OT Re: Newbie... Strict Compilation mode (and fruit)
Richmond Mathewson
richmondmathewson at gmail.com
Tue May 12 01:51:02 EDT 2009
I cannot restrain myself from pointing out that
communism is as communism does; as Bulgaria
is a living monument to communism and its
knock-on effects.
Why bother to invest a little extra money in an
electrical generator, reduce the profit margin
slightly, end up with a better end-product
(so, maybe more sell) when you have no
personal stake in the enterprise?
Lovely America (USA) exploiting the masses
elsewhere - when, to turn the
revolutionary stuff on its head - they should
be working overtime to set the masses free:
something they are certainly not doing by pumping buckets
of money into the "People's Republic" of China - the
PEOPLE being the last to see any of the money or
the benefits it could bring.
----------------------------------------------------------
If you don't like my right-wing politics,
reply in a civilised fashion. :)
----------------------------------------------------------
Kay C Lan wrote:
> On Mon, May 11, 2009 at 1:17 AM, J. Landman Gay <jacque at hyperactivesw.com>wrote:
>
>
>> Richmond Mathewson wrote:
>>
>>
>>> J. Landman Gay wrote:
>>>
>>>
>>>> Personally I think we should next discuss the practice of putting little
>>>> sticker labels on every single individual piece of fruit in the supermarket.
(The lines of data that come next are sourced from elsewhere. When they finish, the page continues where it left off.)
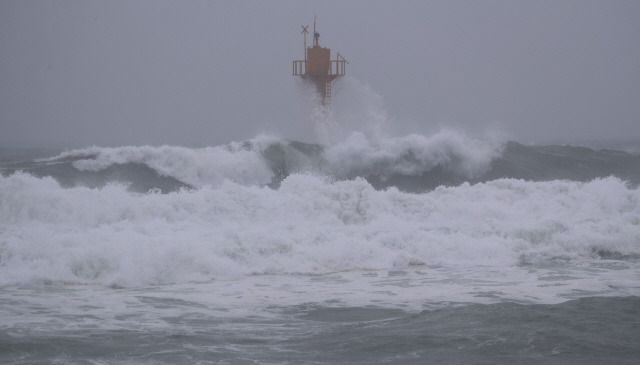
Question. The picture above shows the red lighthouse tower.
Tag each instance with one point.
(318, 67)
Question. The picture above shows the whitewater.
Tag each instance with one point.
(409, 249)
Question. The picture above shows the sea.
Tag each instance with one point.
(415, 249)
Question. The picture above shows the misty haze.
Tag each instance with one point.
(399, 182)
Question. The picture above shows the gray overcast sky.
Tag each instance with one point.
(196, 73)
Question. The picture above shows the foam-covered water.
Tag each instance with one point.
(274, 251)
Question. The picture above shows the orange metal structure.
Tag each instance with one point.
(318, 67)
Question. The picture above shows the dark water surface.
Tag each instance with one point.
(592, 330)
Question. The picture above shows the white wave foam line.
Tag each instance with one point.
(411, 155)
(309, 225)
(238, 162)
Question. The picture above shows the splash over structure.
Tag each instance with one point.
(318, 67)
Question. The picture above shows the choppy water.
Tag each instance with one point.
(440, 249)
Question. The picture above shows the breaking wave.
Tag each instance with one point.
(310, 225)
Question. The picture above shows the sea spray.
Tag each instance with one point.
(310, 225)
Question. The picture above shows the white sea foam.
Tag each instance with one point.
(309, 226)
(246, 163)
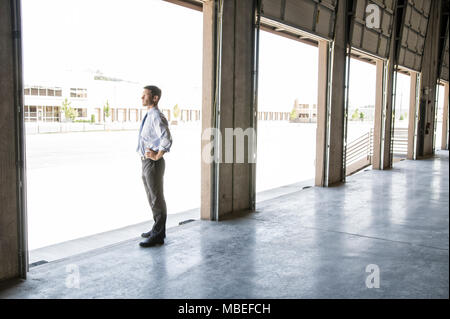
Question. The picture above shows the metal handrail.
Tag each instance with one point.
(360, 148)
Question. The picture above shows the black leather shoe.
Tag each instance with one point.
(151, 241)
(148, 234)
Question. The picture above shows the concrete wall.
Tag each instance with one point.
(9, 246)
(337, 103)
(233, 78)
(430, 76)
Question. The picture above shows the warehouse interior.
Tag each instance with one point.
(320, 242)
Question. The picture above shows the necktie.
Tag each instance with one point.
(140, 131)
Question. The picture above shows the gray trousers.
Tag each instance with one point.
(152, 176)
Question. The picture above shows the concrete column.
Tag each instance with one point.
(376, 160)
(232, 190)
(428, 83)
(9, 221)
(336, 172)
(327, 175)
(445, 138)
(322, 89)
(412, 115)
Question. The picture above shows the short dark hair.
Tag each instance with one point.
(154, 89)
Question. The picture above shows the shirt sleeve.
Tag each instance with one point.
(163, 132)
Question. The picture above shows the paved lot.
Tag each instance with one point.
(84, 183)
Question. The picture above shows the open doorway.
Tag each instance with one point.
(85, 65)
(438, 124)
(401, 116)
(287, 112)
(361, 115)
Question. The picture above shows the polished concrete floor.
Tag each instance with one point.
(314, 243)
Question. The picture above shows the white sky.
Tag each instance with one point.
(155, 42)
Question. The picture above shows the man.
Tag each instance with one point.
(154, 141)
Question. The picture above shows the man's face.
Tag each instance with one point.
(148, 98)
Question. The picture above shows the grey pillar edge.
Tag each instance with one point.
(20, 136)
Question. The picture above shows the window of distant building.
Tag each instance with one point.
(43, 91)
(78, 93)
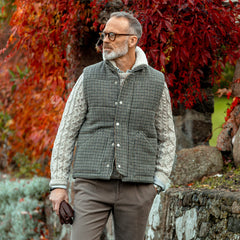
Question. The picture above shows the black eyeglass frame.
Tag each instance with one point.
(112, 36)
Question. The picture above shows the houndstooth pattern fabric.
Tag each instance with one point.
(74, 115)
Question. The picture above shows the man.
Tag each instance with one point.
(119, 113)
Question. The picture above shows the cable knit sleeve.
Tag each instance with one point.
(166, 141)
(62, 153)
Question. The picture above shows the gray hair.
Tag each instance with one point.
(134, 24)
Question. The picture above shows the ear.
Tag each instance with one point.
(132, 41)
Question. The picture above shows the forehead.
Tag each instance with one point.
(117, 25)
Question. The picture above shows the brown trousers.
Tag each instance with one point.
(130, 204)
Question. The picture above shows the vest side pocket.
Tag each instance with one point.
(90, 153)
(144, 155)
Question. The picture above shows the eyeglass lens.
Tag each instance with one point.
(110, 35)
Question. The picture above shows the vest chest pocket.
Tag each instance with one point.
(91, 152)
(144, 155)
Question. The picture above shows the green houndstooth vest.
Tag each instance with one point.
(120, 124)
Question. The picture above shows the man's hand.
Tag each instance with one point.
(56, 197)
>>>> If you really want to push my buttons, that'll do it.
>>>>
>>>>
>>> 'Tis nothing! I know a chap in Bulgaria who sticks sticky labels on each
>>> apricot while they are still green and hanging on the tree with
>>> their predicted dates of ripening.
>>>
>>>
>> You made that up, right? ;)
>>
>>
>>
> OK, I'll give you one that is absolutely true.
>
> An acquaintance invited me to visit one of his factories in China, he worked
> for MadCatz that make PC game controllers and they were having an issue with
> one of their combined steering, gearshift, brake and accelerator modules so
> he was off to investigate.
>
> The factory was one of the better ones I've visited but still stereotypical
> of what you see in the movies, a long conveyor belt with women sitting
> either side armed with appropriate tools and boxes of parts behind them,
> they'd each add their assigned bit and at the end of the conveyor you had a
> completed product.
>
> At the 'finished' end there was a girl who'd plug the device in, do a couple
> of laps around Silverstone or Monaco and if everything was OK into it's box
> it went. As we were there for a QC problem I noted that when she grabbed the
> controller off the conveyor it already had one of those ubiquitous gold QC
> stickers attached. Strange I thought, surely that was her job to apply the
> sticker but as she wasn't I figured I'd stroll backwards up the conveyor to
> see who exactly was applying the QC sticker.
>
> Turned out I had to stroll all the way back to the very FIRST girl on the
> line, she pulled the base plate out of her box of parts and applied the very
> first part. The box of hundreds of base plates came with the QC sticker
> already applied!
>
> For the one person who may only be slightly interest in what the real
> problem was. Turned out that as winter had descended on the region it was
> getting darker earlier. The region had electricity restriction so part of
> the Factory ran on Mains whilst luxury items like Lights had their own
> diesel generator for power, but this only came on at a certain time. So
> there was a period of about 30-60 min where it became quite dim in the
> factory and the girls responsible for soldering the 16 rainbow coloured
> cable were occasionally getting the white and cream coloured cables mixed
> up.
>
> The solution, turn the generator on earlier, NO, too costly. Instead, make a
> simple socket, battery and lamp device that plugged into the cable, if the
> lamp failed to illuminated the cables were crossed so the girls needed to
> unsolder the connection and swap the two white looking cables!